Spread Your Broken Pens and Learn to Write

On New Year’s Eve, 5,000 blackbirds fell dead from the sky and hit the Arkansan soil. Here’s the latest theory of their mysterious deaths: the BP spill settled a tectonic plate, causing the New Madrid fault line to release a subsonic groan. The birds heard the fault line and were startled to death, midair.

Starlings, robins, grackles, and blackbirds also “rained” mass carcasses in Kentucky, where, yes, the fault line extends.

And I was worried about what? The future of print in the digital age?

When the World Trade Towers collapsed, the structures turned to dust. Let me rephrase: the weight and the force of gravity left nothing but dust where once buildings stood. The computers died, too. But papers, regular old twenty pound brite white—filled with data entry, time sheets, e-mail print-outs, Farside cartoons—didn’t turn to dust. Sheets of paper had floated through the skyline. Paper is light, like that feather you hear about in contrast with the brick when you learn about gravity. Paper gets caught in the wind.

Men and birds and monuments disappear, but bureaucracy remains. I’ve read Lewis Mumford, and I’ve always thought stone to be the strongest, most everlasting medium for the written word. I would reconsider if our new papyrus will carry a word along better when hit by a plane.

Two hundred cows just last week dropped dead in Wisconsin, near Stevens Point. Millions of dead fish fetched up the Chesapeake coast. Forty thousand crabs rolled up in the surf off Kent, in Britain. Something’s up. NASA released some very frightening diagrams on global warming. My friends in the Southeast are all freaked from getting an Iowa-style winter with persistent snow and ice.

It’s 2011. Go ahead and write as much as you can this year. Print it out, and save hard copies. Let’s see what survives.

That MFA Might Just Be Worth $250

An article in New York Magazine called  “James Frey’s Fiction Factory,” portrays Frey as “interested in conceiving commercial ideas that would sell extremely well. He was in the process of hiring writers—he said he’d already been to Princeton and was planning on recruiting from the other New York M.F.A. programs as well. We had probably heard of Jobie Hughes? Hughes was a former Columbia M.F.A. student who had graduated the previous spring. Frey told us that he and Hughes had sold the rights to an alien book they had co-written to Steven Spielberg and Michael Bay. Before he left the classroom, Frey spelled out his e-mail and told us to get in touch if we had a good idea.”
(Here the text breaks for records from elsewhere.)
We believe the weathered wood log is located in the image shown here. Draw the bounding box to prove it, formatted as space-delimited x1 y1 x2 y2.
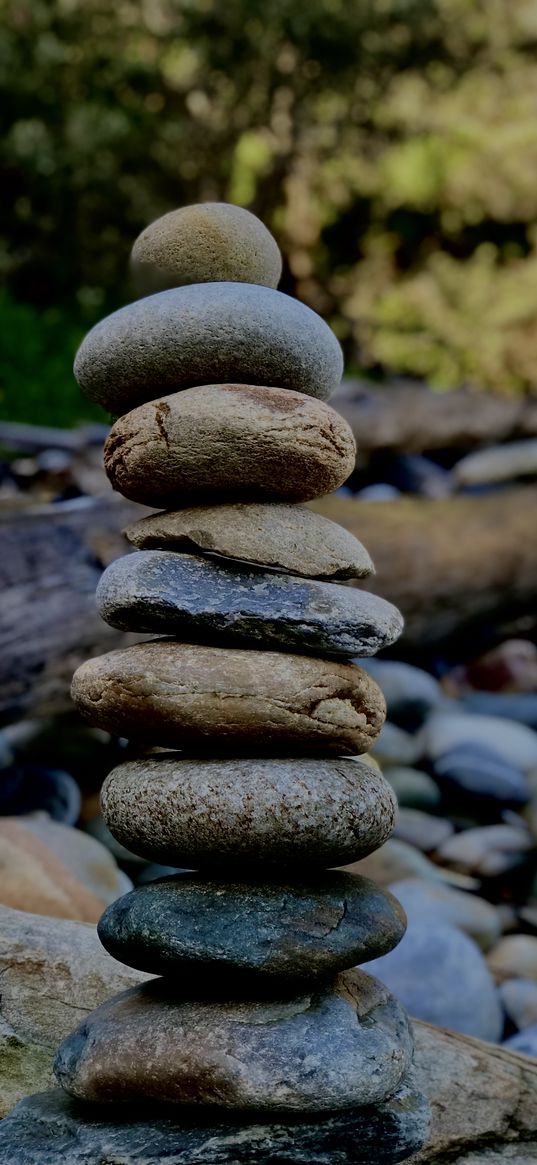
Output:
332 379 537 458
0 904 536 1159
313 488 537 662
0 495 142 723
411 1023 537 1162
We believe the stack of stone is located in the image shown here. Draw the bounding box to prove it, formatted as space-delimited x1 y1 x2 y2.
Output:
37 205 429 1162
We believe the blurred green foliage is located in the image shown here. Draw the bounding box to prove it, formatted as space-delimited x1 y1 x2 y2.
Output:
2 0 537 423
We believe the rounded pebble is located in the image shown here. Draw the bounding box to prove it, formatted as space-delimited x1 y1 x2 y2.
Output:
71 641 386 756
100 754 397 869
97 871 406 981
74 283 344 414
130 202 282 293
366 920 503 1042
104 384 356 508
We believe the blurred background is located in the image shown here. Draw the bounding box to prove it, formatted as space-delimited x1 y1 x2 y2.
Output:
3 0 537 424
3 0 537 1117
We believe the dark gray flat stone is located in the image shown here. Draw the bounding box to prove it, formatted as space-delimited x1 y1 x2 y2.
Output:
96 551 403 658
97 871 407 983
74 282 344 414
0 1081 431 1163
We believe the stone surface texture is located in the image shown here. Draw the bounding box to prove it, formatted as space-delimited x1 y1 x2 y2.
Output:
71 641 386 755
53 970 413 1111
104 384 356 508
0 1079 431 1165
74 283 344 413
100 755 397 868
97 871 407 981
96 550 403 658
123 501 374 580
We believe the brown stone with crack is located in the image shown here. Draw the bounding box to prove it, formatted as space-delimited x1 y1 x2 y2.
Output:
104 384 356 508
71 641 386 755
99 756 397 869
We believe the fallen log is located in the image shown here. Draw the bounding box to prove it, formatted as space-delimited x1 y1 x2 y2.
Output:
0 495 142 723
0 903 536 1161
313 488 537 663
331 379 537 458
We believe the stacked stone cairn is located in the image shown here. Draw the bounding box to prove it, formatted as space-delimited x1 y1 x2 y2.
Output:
41 205 429 1162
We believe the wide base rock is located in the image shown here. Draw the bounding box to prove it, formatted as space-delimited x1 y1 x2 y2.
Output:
0 1077 430 1164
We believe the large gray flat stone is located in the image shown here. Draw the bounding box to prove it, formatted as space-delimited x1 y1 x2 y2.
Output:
0 1079 430 1164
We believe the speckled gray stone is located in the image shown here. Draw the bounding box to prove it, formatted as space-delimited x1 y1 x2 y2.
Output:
96 551 403 658
123 502 374 580
104 384 356 508
71 641 386 756
97 871 407 982
100 755 397 869
74 283 344 414
0 1080 431 1165
130 202 283 293
54 970 414 1111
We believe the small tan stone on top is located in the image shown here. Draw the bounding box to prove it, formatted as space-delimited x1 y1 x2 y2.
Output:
130 202 282 294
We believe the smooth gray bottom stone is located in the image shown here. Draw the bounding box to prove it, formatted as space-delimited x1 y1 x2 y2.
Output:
96 551 403 658
0 1083 431 1164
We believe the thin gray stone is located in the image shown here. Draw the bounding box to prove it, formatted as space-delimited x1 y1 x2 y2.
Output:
74 282 344 413
96 551 403 658
0 1080 431 1164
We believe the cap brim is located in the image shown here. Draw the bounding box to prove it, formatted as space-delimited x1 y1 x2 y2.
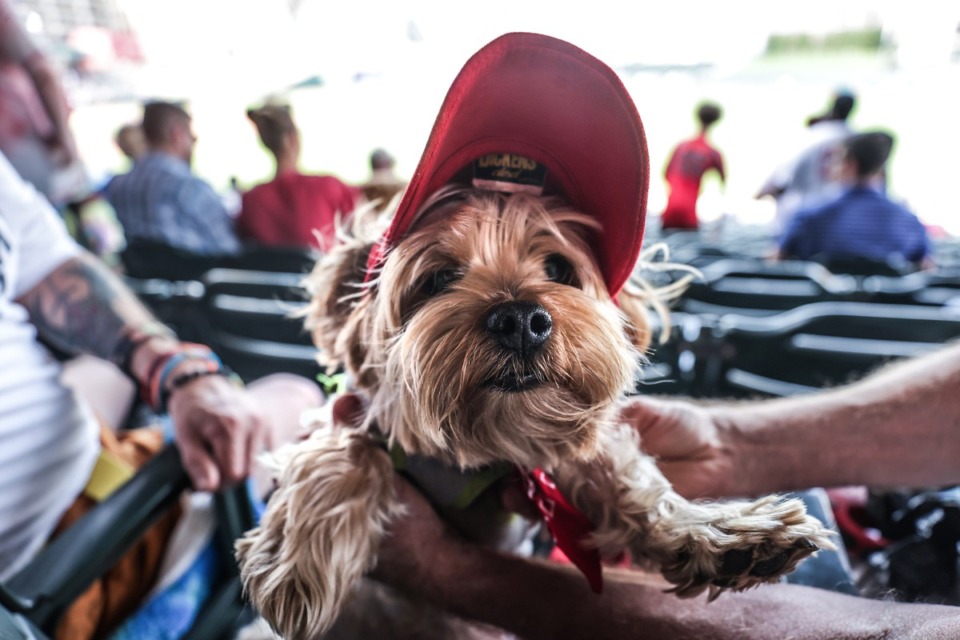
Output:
369 32 648 297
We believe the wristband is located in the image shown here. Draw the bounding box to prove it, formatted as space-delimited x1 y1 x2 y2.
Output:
163 364 244 411
140 343 220 412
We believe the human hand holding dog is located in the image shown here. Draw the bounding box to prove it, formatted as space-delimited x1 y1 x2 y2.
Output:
168 374 268 492
622 397 737 499
371 475 463 594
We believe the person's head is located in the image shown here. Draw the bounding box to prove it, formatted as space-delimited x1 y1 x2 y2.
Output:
114 123 146 161
696 102 722 132
247 104 299 163
830 93 856 122
807 90 856 127
141 101 195 163
370 148 395 173
841 130 894 183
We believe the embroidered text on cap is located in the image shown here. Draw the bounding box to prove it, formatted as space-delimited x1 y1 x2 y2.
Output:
472 153 547 195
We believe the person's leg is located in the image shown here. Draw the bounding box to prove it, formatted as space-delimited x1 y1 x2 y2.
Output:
60 355 136 429
246 373 326 495
54 424 176 640
52 371 321 639
247 373 325 449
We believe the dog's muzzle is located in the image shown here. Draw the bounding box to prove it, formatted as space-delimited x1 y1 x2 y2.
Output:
485 301 552 358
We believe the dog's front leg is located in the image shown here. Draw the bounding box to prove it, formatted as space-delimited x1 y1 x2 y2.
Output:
236 425 399 639
555 422 835 599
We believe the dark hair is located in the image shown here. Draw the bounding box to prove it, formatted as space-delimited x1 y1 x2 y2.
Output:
696 102 722 128
844 131 894 178
246 104 296 156
141 101 190 146
370 148 395 171
806 90 857 127
831 94 855 121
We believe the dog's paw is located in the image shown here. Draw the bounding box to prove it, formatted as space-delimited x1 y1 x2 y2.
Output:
659 495 835 599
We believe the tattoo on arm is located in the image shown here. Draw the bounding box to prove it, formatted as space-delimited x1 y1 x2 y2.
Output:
17 253 160 364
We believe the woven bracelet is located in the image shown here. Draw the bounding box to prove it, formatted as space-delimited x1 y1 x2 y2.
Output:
140 344 218 412
161 364 243 413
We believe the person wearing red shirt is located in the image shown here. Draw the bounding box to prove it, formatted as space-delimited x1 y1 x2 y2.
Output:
237 104 358 251
660 102 726 231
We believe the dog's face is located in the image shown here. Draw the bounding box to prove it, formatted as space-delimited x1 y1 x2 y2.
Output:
309 188 651 470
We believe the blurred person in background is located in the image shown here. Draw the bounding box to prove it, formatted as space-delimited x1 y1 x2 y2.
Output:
778 130 930 270
105 101 240 278
359 147 406 215
237 102 358 252
659 101 726 233
758 89 856 234
0 0 88 207
114 122 147 165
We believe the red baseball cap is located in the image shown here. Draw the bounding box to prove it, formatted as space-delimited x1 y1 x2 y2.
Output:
366 32 648 297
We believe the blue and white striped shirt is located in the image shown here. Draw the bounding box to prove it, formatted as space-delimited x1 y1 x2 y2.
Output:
780 186 930 264
106 152 240 255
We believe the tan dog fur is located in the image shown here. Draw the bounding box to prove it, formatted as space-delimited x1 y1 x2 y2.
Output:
237 188 833 638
Here are the terms, as reported in New York:

In exchange for delivering a finished book within a set number of months, the writer would receive $250 (some contracts allowed for another $250 upon completion), along with a percentage of all revenue generated by the project, including television, film, and merchandise rights—30 percent if the idea was originally Frey’s, 40 percent if it was originally the writer’s. The writer would be financially responsible for any legal action brought against the book but would not own its copyright. Full Fathom Five could use the writer’s name or a pseudonym without his or her permission, even if the writer was no longer involved with the series, and the company could substitute the writer’s full name for a pseudonym at any point in the future. The writer was forbidden from signing contracts that would “conflict” with the project; what that might be wasn’t specified. The writer would not have approval over his or her publicity, pictures, or biographical materials. There was a $50,000 penalty if the writer publicly admitted to working with Full Fathom Five without permission.

You really have to read the whole thing to believe it. And maybe not even then.